Akibatnya, tentu saja akan terjadi kerusakan lingkungan karena kurang
terkelolanya kawasan hutan dengan baik. Kawasan hutan pesisir tersebut lebih dikenal dengan sebutan hutan bakau (mangrove).
Keistimewaan Kawasan Hutan Bakau
Ekosistem hutan bakau bersifat kompleks, dinamis dan labil. Dikatakan kompleks karena ekosistemnya, selain dipenuhi oleh vegetasi pohon bakau,
juga merupakan habitat berbagai satwa dan biota perairan. Jenis
tanahnya termasuk tanah perkembangan muda yang memiliki kandungan liat
tinggi dengan nilai kejenuhan basa dan kapasitas tukar kation yang
tinggi. Bersifat dinamis karena hutan bakau
dapat tumbuh dan berkembang serta mengalami suksesi sesuai dengan
perubahan tempat tumbuhnya. Sedangkan dikatakan labil karena mudah rusak
dan sukar untuk pulih kembali seperti sediakala.
Ekosistem hutan bakau memiliki
fungsi ekologis, ekonomi dan sosial yang penting di dalam pembangunan,
khususnya di wilayah pesisir. Meskipun demikian, kondisi hutan bakau di Indonesia terus mengalami kerusakan dan pengurangan luas yang cukup signifikan. Sementara laju penambahan luas areal rehabilitasi bakau yang dapat terealisasi jauh lebih lambat dibandingkan dengan laju kerusakannya. Upaya merehabilitasi daerah pesisir pantai dengan penanaman jenis bakau sebenarnya telah dimulai sejak tahun sembilan puluhan. Data penanaman bakau
oleh Departemen Kehutanan selama tahun 1999 hingga 2003 baru
terealisasi seluas 7.890 hektar, akan tetapi tingkat keberhasilannya
masih rendah. Di samping itu, masyarakat juga tidak sepenuhnya terlibat
dalam upaya rehabilitasi mangrove.
Padahal, hutan bakau
memiliki fungsi ekonomi yang begitu besar. Berdasarkan kajian ekonomi
terhadap hasil analisa biaya dan manfaat ekosistem hutan mangrove, di
beberapa daerah seperti Madura dan Irian Jaya dapat mencapai triliunan
rupiah. Pada Workshop Perencanaan Strategis Pengendalian Kerusakan Hutan
bakau di Bandar Lampung, ternyata di Pulau Madura diperoleh Total Economic Value (TEV) hutan bakau
sebesar empat puluh sembilan triliun rupiah dan untuk Irian Jaya
sebanyak tiga ratus dua puluh sembilan triliun rupiah, sedangkan untuk
total keseluruhan Indonesia mencapai delapan ratus dua puluh triliun
rupiah.
Kondisi Hutan Bakau di Kota Makassar
Di Makassar sendiri hanya menyisahkan kurang lebih 30% hutan bakau yang sehat, dimana telah terdapat sekitar 70% hutan bakau
yang rusak yang tersebar dari wilayah pesisir pantai barat yang
mencakup Kabupaten Pangkep, Maros, Takalar, hingga ke wilayah pantai
timur, mulai dari Kabupaten Sinjai hingga daerah Luwu Raya dimana luas
total hutan bakau di kota Makassar sendiri mencapai 26.000 hektar . Berkurangnya secara drastis kawasan hutan bakau
ini rata-rata disebabkan oleh penggunaan lahan yang tidak
memperhitungkan kerusakan lingkungan yang terjadi salah satunya yaitu
reklamasi pantai.
Reklamasi pantai di Makassar terjadi di wilayah Pantai Losari
dan Metro Tanjung Bunga serta pantai Buloa kecamatan Tallo yang
memiliki dampak buruk bagi ekosistem serta ekologi daerah pesisir.

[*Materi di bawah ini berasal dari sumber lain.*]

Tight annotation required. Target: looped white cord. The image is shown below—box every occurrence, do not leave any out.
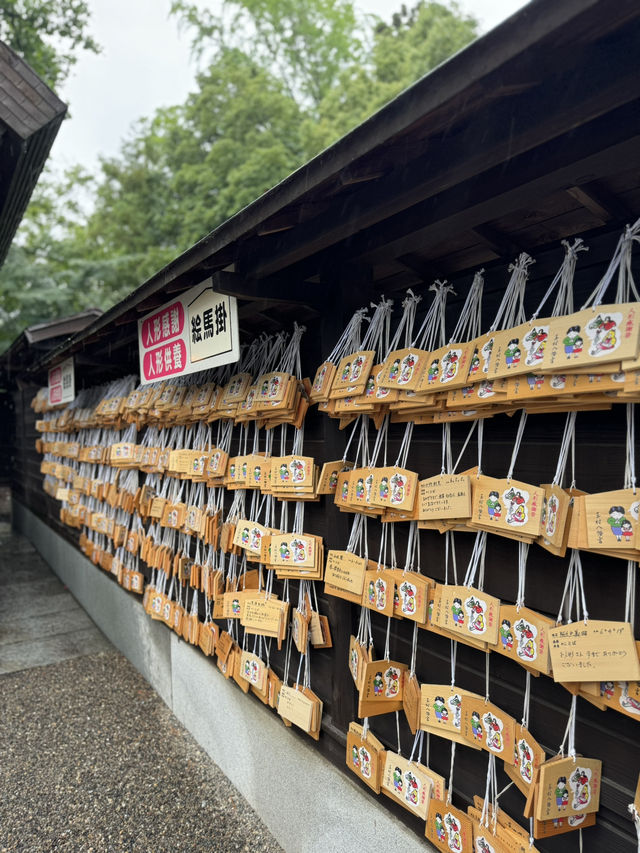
[326,308,369,364]
[395,422,414,468]
[529,817,534,849]
[480,753,495,828]
[452,421,478,475]
[506,411,527,482]
[449,271,484,343]
[521,670,531,729]
[409,621,419,677]
[386,290,422,354]
[444,530,458,586]
[627,803,640,853]
[485,653,491,703]
[582,217,640,308]
[532,238,588,320]
[477,419,484,478]
[552,412,577,486]
[409,729,424,764]
[625,404,637,494]
[361,297,394,354]
[559,694,578,759]
[395,710,402,755]
[626,561,637,632]
[489,253,535,332]
[362,716,369,739]
[450,639,458,689]
[516,542,530,611]
[384,616,392,660]
[462,531,488,589]
[446,742,457,805]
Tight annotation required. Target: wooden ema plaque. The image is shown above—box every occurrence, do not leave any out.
[492,605,553,675]
[358,658,406,717]
[535,755,602,821]
[426,798,473,853]
[420,684,483,745]
[380,751,432,820]
[548,620,640,682]
[379,347,429,391]
[595,678,640,720]
[331,350,376,398]
[418,474,472,521]
[460,697,516,762]
[324,549,367,603]
[435,584,500,645]
[346,722,385,793]
[472,476,544,539]
[504,724,546,796]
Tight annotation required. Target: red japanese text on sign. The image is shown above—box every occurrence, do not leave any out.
[142,340,187,381]
[140,302,184,349]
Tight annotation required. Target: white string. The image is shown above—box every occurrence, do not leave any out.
[521,670,531,729]
[489,254,534,332]
[532,238,587,320]
[625,561,636,631]
[485,653,490,703]
[625,404,637,494]
[582,218,640,308]
[450,639,457,688]
[409,621,419,677]
[552,412,577,486]
[452,421,478,475]
[446,742,456,805]
[449,271,484,343]
[395,711,402,755]
[559,694,577,759]
[506,411,528,482]
[516,542,530,610]
[480,753,494,828]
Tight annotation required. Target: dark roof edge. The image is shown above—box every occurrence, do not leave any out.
[32,0,617,373]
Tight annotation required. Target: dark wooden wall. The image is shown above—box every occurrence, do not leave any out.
[11,230,640,851]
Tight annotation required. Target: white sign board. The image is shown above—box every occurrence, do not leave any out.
[137,280,239,384]
[48,357,75,406]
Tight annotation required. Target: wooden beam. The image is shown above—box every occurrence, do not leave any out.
[567,180,636,222]
[242,25,640,280]
[210,270,321,307]
[472,223,527,258]
[257,99,640,288]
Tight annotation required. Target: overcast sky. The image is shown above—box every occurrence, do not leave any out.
[50,0,529,175]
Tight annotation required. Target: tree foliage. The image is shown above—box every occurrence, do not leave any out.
[0,0,99,89]
[0,0,478,349]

Reklamasi pantai tersebut menyebabkan abrasi pantai yang menyebabkan
semakin menipisnya populasi hutan bakau diwilayah tersebut. Perlu dipahami pula bahwa hutan bakau yang tingkat populasinya terganggu hanya dapat bertahan kurang lebih sepuluh tahun. Hal ini semakin memperjelas bahwa hutan bakau yang bertahan saat ini perlu mendapatkan perhatian yang lebih.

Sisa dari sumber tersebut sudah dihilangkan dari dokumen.